Launching MSOE.edu

August 28th, 2013

This week I finally launched MSOE.edu, by far the biggest project I’ve ever tackled. I started work on this full-time back in December of 2012, and stayed nearly full-time on the project for the last 8 months. The project reached the following major records for me:

  1. Most hours put into a single project
  2. Longest calendar duration of any single project
  3. Most technically-challenging single project

I’m not sure what the total hours put into this were, but guessing about 8 months (32 weeks) at 30 hours/week, the estimated 960 hours far eclipses the previous 4 month/280 hour effort put into TapMilwaukee. I know this pales in comparison to a lot of other development efforts, especially when considering the amount of work that often goes into programming for hardware like medical devices and aircraft, but for a web project, this is huge. A couple of technical highlights (and the items that really pushed my technical boundaries) include:

  1. The JiveConnect plugin for WordPress/Jive – This combination of WordPress and Jive plugins allows WordPress page publishing to publish to a new custom post type in Jive called Pages.
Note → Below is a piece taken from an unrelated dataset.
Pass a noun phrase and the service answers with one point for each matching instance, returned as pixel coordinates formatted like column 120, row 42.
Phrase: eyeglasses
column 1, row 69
This allows for adding static HTML content to a Jive site, which before was notoriously difficult to do. A lot of WordPress action hooks, custom database schemes, API calls, and new admin interfaces went into the build.
  2. A Custom SSO Process – Coded outside of Jive in a standalone LAMP stack, I wrote the PHP for a registration process that looks users up in multiple LDAP systems and links their accounts together for SSO.
  3. Custom Jive Theme – By far the most heavily modified, and one of the best looking, Jive themes I’ve ever worked on or seen bring this project to life. I added some details myself, like the cool parallax scrolling on the homepage.
  4. New Application Forms – We completely overhauled the MSOE registration process into neatly organized forms.

At times it was a breeze, most of the time it was extremely challenging, but in the end it is ultimately rewarding. I look forward to the next challenge but in the meantime… I need a break.